The Department reports functionally to the Audit Committee and administratively to the Accounting Officer, the Secretary of the Commission. The structure seeks to establish and align the Department’s reporting lines, processes, and systems to the best practices of the internal audit profession – these being requisites to fulfil the oversight role of ensuring and promoting efficiency, accountability, and transparency in ZACCs’ governance processes and systems.


The dual reporting by the Department enables the Internal Audit function to remain independent to carry out its mandate as provided for in Section 80 (2) (a) (i) to (iv) of the Public Finance Management Act (Chapter 22:19). The Internal Audit function assists Treasury in the management of Public Funds as stated in the Public Finance Management Act. In addition, the department also exists to compliment the oversight role of the Auditor General (AG).

The roles and responsibilities of the Internal Auditor

are outlined in Section 80 (2) (a) (i) to (iv) as follows:

“To monitor the financial administration and procedures of the Ministry or reporting unit concerned to ensure that:

Proper accounting and book-keeping transactions and procedures are carried out

Proper accounting records are maintained

Adequate internal checks and controls are observed

Assets under the control of the Ministry or reporting unit are properly accounted for

In compliance with these provisions, therefore, the Internal Audit and Risk Department on an on-going basis, determines whether ZACC’s internal control, risk management and governance processes, as designed and implemented by management are adequate and functioning.

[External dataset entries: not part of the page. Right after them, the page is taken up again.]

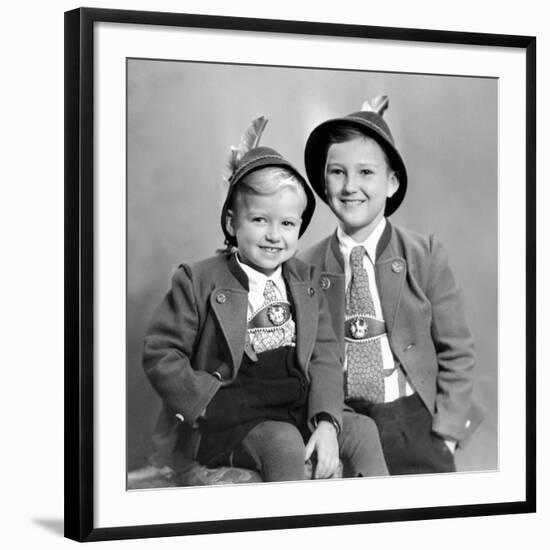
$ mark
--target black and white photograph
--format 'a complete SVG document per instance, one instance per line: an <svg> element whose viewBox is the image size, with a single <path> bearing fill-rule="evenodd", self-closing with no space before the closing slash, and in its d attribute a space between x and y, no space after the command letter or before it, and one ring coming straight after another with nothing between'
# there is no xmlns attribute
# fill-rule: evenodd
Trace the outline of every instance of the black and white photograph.
<svg viewBox="0 0 550 550"><path fill-rule="evenodd" d="M65 33L65 536L533 513L535 38Z"/></svg>
<svg viewBox="0 0 550 550"><path fill-rule="evenodd" d="M543 8L8 3L2 547L543 547Z"/></svg>
<svg viewBox="0 0 550 550"><path fill-rule="evenodd" d="M129 489L498 468L498 100L127 61Z"/></svg>

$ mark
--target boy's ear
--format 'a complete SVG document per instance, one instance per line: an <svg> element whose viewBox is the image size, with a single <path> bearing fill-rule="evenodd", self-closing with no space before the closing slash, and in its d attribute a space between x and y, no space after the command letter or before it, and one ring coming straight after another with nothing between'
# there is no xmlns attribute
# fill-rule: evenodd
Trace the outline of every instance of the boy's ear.
<svg viewBox="0 0 550 550"><path fill-rule="evenodd" d="M227 211L227 215L225 216L225 229L232 237L235 236L235 227L233 224L233 210Z"/></svg>
<svg viewBox="0 0 550 550"><path fill-rule="evenodd" d="M392 170L392 172L388 176L387 198L389 199L393 197L398 189L399 189L399 176L397 175L397 172Z"/></svg>

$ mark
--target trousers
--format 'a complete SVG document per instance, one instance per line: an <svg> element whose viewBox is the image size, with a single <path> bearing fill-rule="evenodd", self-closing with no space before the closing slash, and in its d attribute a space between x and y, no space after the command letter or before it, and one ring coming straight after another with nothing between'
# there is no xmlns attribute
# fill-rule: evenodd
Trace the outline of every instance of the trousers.
<svg viewBox="0 0 550 550"><path fill-rule="evenodd" d="M344 477L388 475L372 419L344 411L338 445ZM296 426L269 420L244 437L233 453L232 464L259 471L264 481L302 480L309 477L304 453L304 438Z"/></svg>
<svg viewBox="0 0 550 550"><path fill-rule="evenodd" d="M352 407L376 423L390 475L456 472L454 455L432 431L432 415L418 394Z"/></svg>

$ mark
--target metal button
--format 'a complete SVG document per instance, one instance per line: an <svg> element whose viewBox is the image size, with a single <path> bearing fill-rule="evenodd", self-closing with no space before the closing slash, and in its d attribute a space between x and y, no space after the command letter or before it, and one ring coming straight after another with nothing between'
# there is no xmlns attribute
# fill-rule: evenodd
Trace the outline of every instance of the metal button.
<svg viewBox="0 0 550 550"><path fill-rule="evenodd" d="M307 289L307 293L310 295L310 296L313 296L315 294L315 289L310 286L308 289Z"/></svg>
<svg viewBox="0 0 550 550"><path fill-rule="evenodd" d="M328 290L330 288L330 279L328 277L321 277L319 285L323 290Z"/></svg>
<svg viewBox="0 0 550 550"><path fill-rule="evenodd" d="M183 422L185 419L183 418L183 414L180 414L180 413L177 413L176 414L176 418L180 421L180 422Z"/></svg>
<svg viewBox="0 0 550 550"><path fill-rule="evenodd" d="M471 420L466 420L466 424L464 424L464 427L466 429L468 429L471 425L472 425L472 421Z"/></svg>
<svg viewBox="0 0 550 550"><path fill-rule="evenodd" d="M225 304L226 300L227 300L227 296L225 294L223 294L223 292L220 292L216 296L216 302L218 302L218 304Z"/></svg>
<svg viewBox="0 0 550 550"><path fill-rule="evenodd" d="M411 342L403 351L409 351L413 347L414 347L414 342Z"/></svg>
<svg viewBox="0 0 550 550"><path fill-rule="evenodd" d="M393 262L391 264L391 270L394 273L401 273L403 271L403 264L401 262Z"/></svg>

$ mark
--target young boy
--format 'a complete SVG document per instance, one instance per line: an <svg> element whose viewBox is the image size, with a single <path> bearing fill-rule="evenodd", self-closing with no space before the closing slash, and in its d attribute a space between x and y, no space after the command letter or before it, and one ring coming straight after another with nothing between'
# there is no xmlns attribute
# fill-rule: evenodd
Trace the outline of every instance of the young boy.
<svg viewBox="0 0 550 550"><path fill-rule="evenodd" d="M323 272L345 401L376 422L390 474L451 472L481 420L473 339L439 240L387 220L407 189L387 105L375 98L311 132L307 175L339 227L301 257Z"/></svg>
<svg viewBox="0 0 550 550"><path fill-rule="evenodd" d="M260 131L261 133L261 131ZM342 360L314 270L294 258L313 193L268 147L233 163L225 253L182 265L145 339L157 444L264 481L387 474L372 421L343 414ZM157 449L158 450L158 449Z"/></svg>

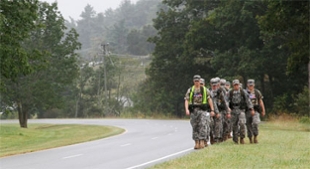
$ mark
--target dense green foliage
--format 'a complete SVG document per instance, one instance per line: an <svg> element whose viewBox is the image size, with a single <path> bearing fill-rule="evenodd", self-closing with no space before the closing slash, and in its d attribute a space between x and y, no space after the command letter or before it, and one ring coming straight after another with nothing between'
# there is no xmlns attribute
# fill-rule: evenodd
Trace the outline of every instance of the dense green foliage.
<svg viewBox="0 0 310 169"><path fill-rule="evenodd" d="M281 110L304 114L293 103L309 102L296 97L308 81L309 1L163 3L168 7L154 20L154 58L137 107L184 114L184 94L200 74L207 83L216 76L243 84L254 78L267 111L280 111L280 104Z"/></svg>
<svg viewBox="0 0 310 169"><path fill-rule="evenodd" d="M18 10L16 10L18 9ZM19 74L28 74L32 67L29 59L35 50L26 50L22 41L29 32L36 29L38 0L20 0L0 2L0 73L1 78L16 78ZM0 90L4 90L1 81Z"/></svg>
<svg viewBox="0 0 310 169"><path fill-rule="evenodd" d="M1 79L5 89L1 104L16 107L21 127L27 127L30 114L40 116L41 112L66 106L66 92L70 91L67 87L78 76L75 51L80 43L76 31L64 32L64 19L56 3L39 3L37 7L36 28L19 40L22 50L36 51L27 60L32 72Z"/></svg>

This ensures that that the following actions are taken by the responsible auditable units:

  • Risks are appropriately identified and managed.
  • Financial, managerial, and operating information is accurate, reliable and timely.
  • Officers’ actions are in compliance with ZACC’s policies and procedures, and applicable laws and regulations.
  • Resources acquired or appropriated by Government are used efficiently and adequately protected.
  • Adherence to Regional and International protocols. This requires a risk based thinking approach and continuous improvement which is fostered in the ZACC’s control processes.
  • Plans and objectives are achieved.

The Internal Audit and Risk Unit’s activities are guided by:


IIA’s International Professional Practices Framework (IPPF) including its Standards, as adopted by the Government of Zimbabwe.



It’s Internal Audit Charter approved by the Commission in 2021

The Internal Audit charter defines the department's purpose, authority, responsibility and position within the Commission. The Annual Internal Audit Plans are formulated using a risk-based approach. The risk-based audit approach enables the internal auditors to respond to organizational risks more timely and provide insights to management to help solve problems on a regular basis. The Annual Internal Audit Plan is designed to add value (value for money audits) and improve ZACC’s operations by utilising a systematic, disciplined approach to evaluate and improve the effectiveness of risk management, internal control and governance processes.

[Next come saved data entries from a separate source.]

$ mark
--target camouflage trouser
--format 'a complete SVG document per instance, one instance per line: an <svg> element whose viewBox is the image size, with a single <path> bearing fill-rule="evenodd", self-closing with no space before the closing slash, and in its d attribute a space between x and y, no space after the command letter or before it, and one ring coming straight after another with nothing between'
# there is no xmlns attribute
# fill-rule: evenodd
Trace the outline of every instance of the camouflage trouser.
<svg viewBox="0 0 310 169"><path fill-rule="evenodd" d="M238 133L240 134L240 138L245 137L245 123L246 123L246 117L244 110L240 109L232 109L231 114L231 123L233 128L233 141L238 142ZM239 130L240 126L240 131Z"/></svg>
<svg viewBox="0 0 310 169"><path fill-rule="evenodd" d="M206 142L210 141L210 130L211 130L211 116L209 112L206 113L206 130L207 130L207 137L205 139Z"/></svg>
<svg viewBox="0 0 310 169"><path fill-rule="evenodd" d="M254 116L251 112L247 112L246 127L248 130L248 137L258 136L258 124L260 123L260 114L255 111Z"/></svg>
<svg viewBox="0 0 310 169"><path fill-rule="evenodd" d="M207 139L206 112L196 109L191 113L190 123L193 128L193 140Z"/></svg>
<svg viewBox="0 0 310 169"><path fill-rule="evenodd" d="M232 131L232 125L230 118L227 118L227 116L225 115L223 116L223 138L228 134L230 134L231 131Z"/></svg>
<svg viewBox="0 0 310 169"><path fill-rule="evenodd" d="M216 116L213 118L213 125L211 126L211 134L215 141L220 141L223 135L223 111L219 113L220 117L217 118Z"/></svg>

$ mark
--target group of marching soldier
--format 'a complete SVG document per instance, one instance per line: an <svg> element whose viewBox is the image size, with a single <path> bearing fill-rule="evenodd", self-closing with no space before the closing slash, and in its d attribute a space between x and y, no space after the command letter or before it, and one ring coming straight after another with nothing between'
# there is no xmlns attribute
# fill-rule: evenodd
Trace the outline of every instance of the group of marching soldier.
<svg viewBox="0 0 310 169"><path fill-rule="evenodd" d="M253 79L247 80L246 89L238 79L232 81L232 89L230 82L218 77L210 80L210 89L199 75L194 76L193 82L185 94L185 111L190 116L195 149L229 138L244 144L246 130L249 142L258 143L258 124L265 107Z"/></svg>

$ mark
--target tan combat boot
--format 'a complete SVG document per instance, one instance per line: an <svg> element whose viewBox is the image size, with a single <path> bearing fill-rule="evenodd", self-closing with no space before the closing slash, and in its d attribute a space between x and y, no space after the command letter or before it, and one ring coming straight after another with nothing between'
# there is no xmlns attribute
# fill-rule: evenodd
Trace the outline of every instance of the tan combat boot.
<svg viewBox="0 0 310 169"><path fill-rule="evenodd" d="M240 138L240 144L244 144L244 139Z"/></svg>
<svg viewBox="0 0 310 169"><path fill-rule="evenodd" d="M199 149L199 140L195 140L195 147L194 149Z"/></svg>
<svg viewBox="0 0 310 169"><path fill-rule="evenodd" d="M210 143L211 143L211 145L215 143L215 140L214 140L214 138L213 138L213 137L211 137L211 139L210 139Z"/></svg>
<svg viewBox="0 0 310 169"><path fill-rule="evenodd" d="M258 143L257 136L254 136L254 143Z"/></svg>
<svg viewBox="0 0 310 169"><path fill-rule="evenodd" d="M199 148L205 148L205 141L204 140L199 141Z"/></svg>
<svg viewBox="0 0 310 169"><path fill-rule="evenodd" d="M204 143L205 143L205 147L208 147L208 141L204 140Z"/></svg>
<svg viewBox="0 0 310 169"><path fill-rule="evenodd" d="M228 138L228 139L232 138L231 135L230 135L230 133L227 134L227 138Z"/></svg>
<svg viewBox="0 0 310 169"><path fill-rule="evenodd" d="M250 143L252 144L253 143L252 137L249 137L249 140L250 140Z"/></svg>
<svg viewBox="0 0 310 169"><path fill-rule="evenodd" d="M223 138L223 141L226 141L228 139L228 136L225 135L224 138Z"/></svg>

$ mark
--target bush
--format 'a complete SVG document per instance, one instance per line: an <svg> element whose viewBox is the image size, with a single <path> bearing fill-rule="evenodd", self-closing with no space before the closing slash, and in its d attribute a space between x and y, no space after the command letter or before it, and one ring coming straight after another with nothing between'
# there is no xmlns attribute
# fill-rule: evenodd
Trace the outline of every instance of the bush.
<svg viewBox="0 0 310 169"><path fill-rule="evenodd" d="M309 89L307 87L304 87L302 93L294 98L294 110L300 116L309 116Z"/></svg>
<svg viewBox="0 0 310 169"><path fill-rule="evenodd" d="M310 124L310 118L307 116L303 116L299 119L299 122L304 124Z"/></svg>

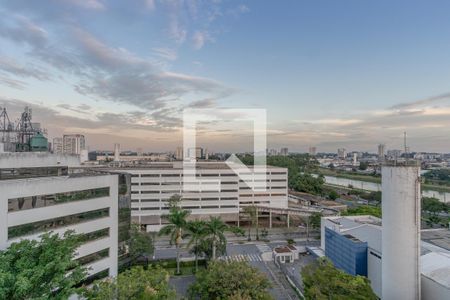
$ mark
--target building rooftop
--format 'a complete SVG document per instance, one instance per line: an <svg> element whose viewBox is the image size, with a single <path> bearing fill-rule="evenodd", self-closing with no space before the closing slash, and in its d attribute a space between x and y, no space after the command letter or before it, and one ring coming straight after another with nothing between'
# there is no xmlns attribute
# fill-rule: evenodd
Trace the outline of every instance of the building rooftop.
<svg viewBox="0 0 450 300"><path fill-rule="evenodd" d="M450 230L447 228L422 230L421 238L422 241L450 251Z"/></svg>
<svg viewBox="0 0 450 300"><path fill-rule="evenodd" d="M423 276L450 287L450 254L430 252L420 257L420 263Z"/></svg>
<svg viewBox="0 0 450 300"><path fill-rule="evenodd" d="M99 166L105 168L105 166ZM183 162L139 162L139 163L130 163L130 164L122 164L120 167L113 167L115 169L123 169L123 170L148 170L148 169L163 169L163 170L181 170L184 168ZM225 162L197 162L195 164L195 168L198 170L231 170L231 168ZM260 169L261 166L248 166L249 169ZM266 165L268 169L285 169L281 167L275 167Z"/></svg>

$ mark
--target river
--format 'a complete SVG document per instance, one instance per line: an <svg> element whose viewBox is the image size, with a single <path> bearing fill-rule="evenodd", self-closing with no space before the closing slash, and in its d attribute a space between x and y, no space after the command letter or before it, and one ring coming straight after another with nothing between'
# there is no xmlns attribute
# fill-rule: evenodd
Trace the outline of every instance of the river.
<svg viewBox="0 0 450 300"><path fill-rule="evenodd" d="M347 179L334 176L325 176L325 182L333 185L339 186L353 186L356 189L366 190L366 191L381 191L381 184L374 182L367 182L361 180ZM434 190L422 190L422 196L424 197L434 197L439 199L439 201L447 203L450 201L450 193L438 192Z"/></svg>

This annual work-plan also guides the efforts of the Department so that the limited resources that ZACC has can be focused on the highest identified risk areas. It includes budgeted time for cycle audits, audits of specific programs and processes, non-audit services, follow-up on previously issued internal and external audit (Auditor General) recommendations and internal administrative/quality assurance activities.


In addition, the Internal Audit Plan seeks to align the audit activity with the Results Based Management framework; the Whole of Government Document; ZACC’s Strategic Plan 2021-2025; ZACC’s 2022 Approved Budget; and the Secretary’s Performance Contract.


To-date, the Internal Audit and Risk Department has contributed to ZACC’s success, positive change, and innovation by delivering assurance, insight and advice.